34-letni Marokańczyk Redouan Nouini, który był najszybszy na dystansie 21,0975 km (uzyskał czas 01:05:37), nie pojawił się na podium i nie odebrał też nagrody pieniężnej. Powód? Prawdopodobnie chodziło o... kontrolę antydopingową!

Jak donosi portal cantabriadirecta.es, kiedy biegacz z Afryki dowiedział się na mecie, że ma przejść kontrolę, nagle zniknął. Zawodnik grupy Construcciones Carcoba Ribamontan al Mar najwyraźniej przestraszył się kontrolerów antydopingowych i uciekł.

ZOBACZ WIDEO: #dziejesiewsporcie: bus utknął w błocie, a wtedy piłkarze... Zobacz to sam!

- Nouini i ja zostaliśmy wezwani na kontrolę. W środku kontrolerzy powiedzieli mi, że on się ulotnił. Mam mieszane odczucia, bo świetnie się dziś czułem. Nagle zdajesz sobie sprawę, że ten sport jest pełen oszustów - powiedział mediom trzeci zawodnik półmaratonu w Aronie - Alberto Puyuelo.

Organizatorzy wyjaśnili jednak, że przepisy stanowią, iż po odmowie poddania się kontroli uznaje się, że zawodnik otrzymuje pozytywny wynik testu antydopingowego.

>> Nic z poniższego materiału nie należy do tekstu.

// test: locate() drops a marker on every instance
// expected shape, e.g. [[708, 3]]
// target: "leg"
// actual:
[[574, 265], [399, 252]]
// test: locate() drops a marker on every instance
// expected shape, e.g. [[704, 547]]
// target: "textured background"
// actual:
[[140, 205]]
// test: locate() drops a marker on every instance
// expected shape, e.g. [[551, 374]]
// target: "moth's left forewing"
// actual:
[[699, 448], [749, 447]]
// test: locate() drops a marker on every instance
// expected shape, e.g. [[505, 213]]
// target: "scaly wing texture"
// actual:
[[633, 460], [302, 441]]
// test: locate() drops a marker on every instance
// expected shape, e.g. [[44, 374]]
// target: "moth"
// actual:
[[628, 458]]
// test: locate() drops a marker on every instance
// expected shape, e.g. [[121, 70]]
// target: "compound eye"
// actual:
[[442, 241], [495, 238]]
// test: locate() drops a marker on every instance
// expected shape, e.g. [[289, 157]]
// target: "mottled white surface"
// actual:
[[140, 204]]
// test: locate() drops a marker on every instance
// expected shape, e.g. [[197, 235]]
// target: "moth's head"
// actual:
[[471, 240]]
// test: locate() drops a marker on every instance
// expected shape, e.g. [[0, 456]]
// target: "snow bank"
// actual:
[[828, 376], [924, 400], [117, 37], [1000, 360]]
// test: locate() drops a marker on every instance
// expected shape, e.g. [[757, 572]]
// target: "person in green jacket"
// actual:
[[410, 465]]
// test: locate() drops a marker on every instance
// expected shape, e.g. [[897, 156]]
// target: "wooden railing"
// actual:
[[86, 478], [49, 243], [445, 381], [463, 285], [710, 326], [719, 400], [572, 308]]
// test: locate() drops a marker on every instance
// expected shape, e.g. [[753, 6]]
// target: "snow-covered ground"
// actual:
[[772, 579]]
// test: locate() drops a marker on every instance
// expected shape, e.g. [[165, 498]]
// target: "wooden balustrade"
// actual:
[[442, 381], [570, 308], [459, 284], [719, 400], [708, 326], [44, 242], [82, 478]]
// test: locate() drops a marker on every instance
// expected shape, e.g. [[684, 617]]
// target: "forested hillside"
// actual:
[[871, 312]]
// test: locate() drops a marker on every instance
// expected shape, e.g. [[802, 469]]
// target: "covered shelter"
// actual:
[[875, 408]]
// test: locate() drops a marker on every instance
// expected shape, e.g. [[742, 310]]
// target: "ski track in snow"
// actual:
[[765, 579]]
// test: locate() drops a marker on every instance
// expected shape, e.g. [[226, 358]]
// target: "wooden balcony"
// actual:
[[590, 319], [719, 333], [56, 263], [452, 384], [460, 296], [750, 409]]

Raport został już wysłany do federacji i Marokańczykowi, który w ubiegłym roku zajął 4. miejsce w maratonie w Poznaniu, grozi dyskwalifikacja.

Zobacz:
"Nikczemne". Kolejny rasistowski skandal we Włoszech [WIDEO]
Takiej afery nie było od lat. 26 osób stanie przed sądem

Komentarze (0)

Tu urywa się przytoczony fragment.